The geological library: a rock sample repository

In its geological library in Orléans, BRGM keeps 40,000 metres of geological core samples and collections of rocks from drilling operations carried out at various depths throughout France.
2 July 2018

BRGM's geological library in Orléans

BRGM's geological library stores boxes of samples representing hundreds, even thousands, of years of France's geology.

© BRGM

This is where part of France's memory is stored. These crates contain the witnesses of thousands of years of French soil. This is BRGM's drill core library. 

It is where we archive and study our rock collections. These crates behind me contain drill-core samples from different depths, which can be accessed and studied at any time. 

Would you show us around? 

Come on, then. 

The BRGM, or French Geological Survey, stores 40,000 metres of geological cores here.
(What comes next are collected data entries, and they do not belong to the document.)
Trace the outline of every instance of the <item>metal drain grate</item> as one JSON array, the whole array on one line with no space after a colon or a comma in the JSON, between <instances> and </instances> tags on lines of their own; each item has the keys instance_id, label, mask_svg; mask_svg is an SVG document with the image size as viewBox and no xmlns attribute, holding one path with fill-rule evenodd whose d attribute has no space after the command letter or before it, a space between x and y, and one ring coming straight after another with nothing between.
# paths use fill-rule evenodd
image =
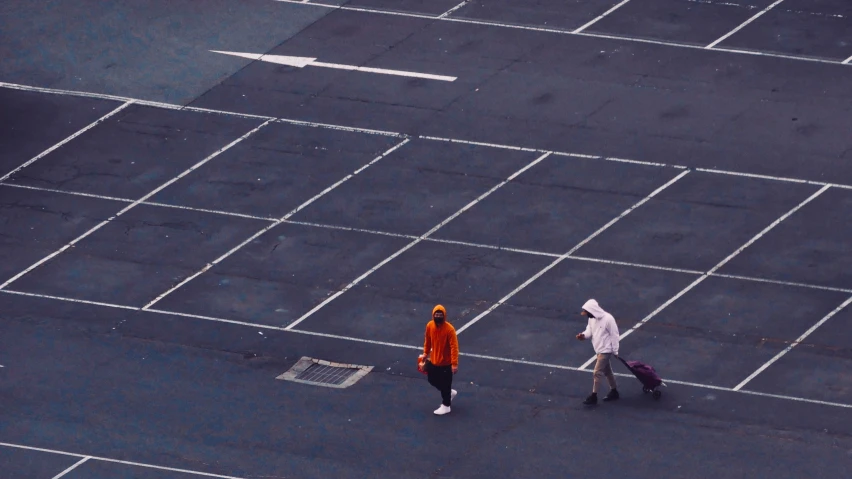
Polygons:
<instances>
[{"instance_id":1,"label":"metal drain grate","mask_svg":"<svg viewBox=\"0 0 852 479\"><path fill-rule=\"evenodd\" d=\"M329 388L348 388L373 369L372 366L339 364L321 359L302 358L276 379Z\"/></svg>"}]
</instances>

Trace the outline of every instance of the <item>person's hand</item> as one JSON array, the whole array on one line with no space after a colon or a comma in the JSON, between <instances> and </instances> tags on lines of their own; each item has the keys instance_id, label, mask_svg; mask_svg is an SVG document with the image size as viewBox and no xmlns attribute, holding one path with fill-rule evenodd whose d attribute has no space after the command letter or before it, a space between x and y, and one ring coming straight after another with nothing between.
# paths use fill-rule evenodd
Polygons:
<instances>
[{"instance_id":1,"label":"person's hand","mask_svg":"<svg viewBox=\"0 0 852 479\"><path fill-rule=\"evenodd\" d=\"M580 341L582 341L582 340L586 339L586 336L585 336L585 335L583 335L583 333L580 333L580 334L578 334L578 335L577 335L577 339L579 339Z\"/></svg>"},{"instance_id":2,"label":"person's hand","mask_svg":"<svg viewBox=\"0 0 852 479\"><path fill-rule=\"evenodd\" d=\"M459 372L459 367L458 367L458 366L453 366L453 374L455 374L455 373L457 373L457 372Z\"/></svg>"}]
</instances>

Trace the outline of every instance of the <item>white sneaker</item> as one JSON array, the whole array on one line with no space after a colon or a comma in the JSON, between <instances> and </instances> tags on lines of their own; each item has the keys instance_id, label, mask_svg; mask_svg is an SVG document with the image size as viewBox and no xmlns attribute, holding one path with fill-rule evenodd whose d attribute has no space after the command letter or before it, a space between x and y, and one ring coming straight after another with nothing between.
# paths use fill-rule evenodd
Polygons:
<instances>
[{"instance_id":1,"label":"white sneaker","mask_svg":"<svg viewBox=\"0 0 852 479\"><path fill-rule=\"evenodd\" d=\"M452 401L453 399L455 399L455 398L456 398L456 394L458 394L458 393L459 393L459 392L458 392L458 391L456 391L455 389L453 389L452 391L453 391L453 392L451 392L451 393L450 393L450 401Z\"/></svg>"},{"instance_id":2,"label":"white sneaker","mask_svg":"<svg viewBox=\"0 0 852 479\"><path fill-rule=\"evenodd\" d=\"M450 406L444 406L443 404L441 404L441 407L439 407L438 409L435 409L435 414L438 415L438 416L443 416L444 414L449 414L449 413L450 413Z\"/></svg>"}]
</instances>

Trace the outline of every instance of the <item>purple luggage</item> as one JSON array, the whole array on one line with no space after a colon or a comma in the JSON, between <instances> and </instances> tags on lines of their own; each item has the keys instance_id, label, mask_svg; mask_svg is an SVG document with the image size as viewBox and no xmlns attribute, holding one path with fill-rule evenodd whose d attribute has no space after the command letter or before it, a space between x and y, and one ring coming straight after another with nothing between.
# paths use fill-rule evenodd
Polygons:
<instances>
[{"instance_id":1,"label":"purple luggage","mask_svg":"<svg viewBox=\"0 0 852 479\"><path fill-rule=\"evenodd\" d=\"M642 391L645 393L654 393L654 399L660 399L663 392L657 389L660 385L665 386L663 380L657 374L657 371L649 365L641 361L626 361L621 356L618 359L624 363L627 369L636 376L636 379L642 383Z\"/></svg>"}]
</instances>

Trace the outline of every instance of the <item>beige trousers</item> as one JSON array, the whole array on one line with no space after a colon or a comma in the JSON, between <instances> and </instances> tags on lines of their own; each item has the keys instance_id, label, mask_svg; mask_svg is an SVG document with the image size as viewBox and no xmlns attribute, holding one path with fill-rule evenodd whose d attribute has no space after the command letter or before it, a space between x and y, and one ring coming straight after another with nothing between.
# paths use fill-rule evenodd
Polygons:
<instances>
[{"instance_id":1,"label":"beige trousers","mask_svg":"<svg viewBox=\"0 0 852 479\"><path fill-rule=\"evenodd\" d=\"M595 362L595 382L592 386L593 393L598 392L604 376L606 376L606 380L609 382L610 389L616 388L615 375L612 374L612 365L610 364L611 358L612 353L598 354L598 360Z\"/></svg>"}]
</instances>

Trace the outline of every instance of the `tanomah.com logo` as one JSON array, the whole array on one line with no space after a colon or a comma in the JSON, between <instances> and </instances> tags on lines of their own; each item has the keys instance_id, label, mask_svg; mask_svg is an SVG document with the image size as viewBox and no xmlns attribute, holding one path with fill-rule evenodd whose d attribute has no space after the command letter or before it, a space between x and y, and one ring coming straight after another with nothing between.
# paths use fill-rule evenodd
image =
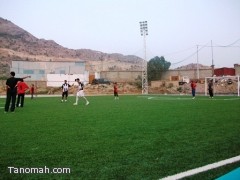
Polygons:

A geological core is this. To obtain them, you drill into bedrock and extract a continuous sample without destroying the rock. Cores tell us how the Earth was formed and whether water, oil or minerals are present.  

Core drilling furthers geological understanding and tells us what lies beneath our feet. It also enables us to correlate information about different sites to understand the geometry of the subsurface or of the reservoirs in which, for example, water can be stored. 

Some samples are from important drilling projects. 

These are the core samples from our drilling project in Couy-Sancerre. We took continuous core samples to a depth of 1,800 metres. Then we took a series of core sample sections to the final depth of 3,500 metres. It's the deepest drilling project BRGM has done with its university partners in France. 

These are not the only memorable rocks archived in the drill-core library. Down here, these crates contain cores from an historic drilling project. 

These cores were taken when the Channel Tunnel was drilled. They were taken horizontally at the front of the boring machine, to see which rock type was ahead and to make sure we stayed in the same layer: Paris Basin chalk marl. You can write with it. 

But to preserve and protect this heritage, the BRGM has decided to store its geological cores in plastic crates.  

This involves putting the cores in the right order, keeping each core sample intact and noting the initial and final depths of each core. All of this is photographed and added to a database. The idea is to make the database available on our InfoTerre website.  

You can view the photos on the site or come study the core samples here at the drill-core library. 

Everyone can come here and consult the archives. We welcome academics, who work on the core samples, industrialists too, who want to know more about a particular site's geology. We have these objects for study as well as analytical facilities. We can offer our users the whole analytical chain. 

The BRGM refines its knowledge of France's subsurface with new drilling projects, like here near Bordeaux, whose core samples will be added to the library.